Tel Aviv University closed an exhibit of artwork by members of the Falun Dafa (Falun Gong) sect last year due to economic and political pressure from the Chinese Embassy, the Tel Aviv District Court ruled yesterday.
It also found that Dean of Students Prof. Yoav Ariel acted extremely unreasonably by ordering the exhibit closed without even seeing it.
It therefore ordered the university to host the exhibit for another full week during the upcoming semester, and to pay the two organizers - students Tamuz Itay and Yaniv Nitzan - NIS 45,000 in court costs.
Judge Amiram Benyamini said the plaintiffs proved that the Chinese Embassy finances various activities at the university, including scholarships for students who study in China, a campus Confucius Center where students can study Chinese, and conferences on Buddhism and Chinese philosophy. "It seems that Prof. Ariel feared endangering these activities," and therefore closed the exhibit, he wrote.
The exhibit opened on March 3, 2008 and was supposed to run for two weeks. Instead, it was shut down four days later. The organizers then sued the university, saying it had given in to pressure from the embassy. The Falun Dafa sect is banned in China.

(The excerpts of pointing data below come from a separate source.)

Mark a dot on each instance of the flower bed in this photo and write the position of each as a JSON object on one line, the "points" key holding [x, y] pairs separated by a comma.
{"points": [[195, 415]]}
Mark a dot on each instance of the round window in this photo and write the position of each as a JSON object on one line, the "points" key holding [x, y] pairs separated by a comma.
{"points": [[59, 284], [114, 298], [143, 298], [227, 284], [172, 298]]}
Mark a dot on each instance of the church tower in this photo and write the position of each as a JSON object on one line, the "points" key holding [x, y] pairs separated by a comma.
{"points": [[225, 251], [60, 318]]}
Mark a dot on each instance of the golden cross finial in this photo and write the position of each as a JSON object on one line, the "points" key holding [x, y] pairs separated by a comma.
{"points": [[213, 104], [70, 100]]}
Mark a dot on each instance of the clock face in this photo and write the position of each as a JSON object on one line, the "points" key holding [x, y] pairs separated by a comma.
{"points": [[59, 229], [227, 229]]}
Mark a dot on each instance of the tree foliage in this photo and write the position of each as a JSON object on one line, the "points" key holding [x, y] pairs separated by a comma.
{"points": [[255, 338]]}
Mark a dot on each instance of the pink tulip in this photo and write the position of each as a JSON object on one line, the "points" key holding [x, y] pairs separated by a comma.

During the trial, Ariel admitted that the embassy had asked him to close the exhibit, but insisted that had nothing to do with his decision. Rather, he said, he closed it because the university does not allow political activity or religious proselytizing on campus.
But Benyamini said the artworks involved no proselytizing, while "there is not a shred of truth to the claim that the university does not allow political activity on campus."
He also said Ariel submitted no evidence to back his claim that Israeli students in China and visitors to the exhibit had both asked him to close it.
"It is inconceivable that a university, which is entrusted with sanctifying freedom of expression, should engage in censorship," Benyamini concluded.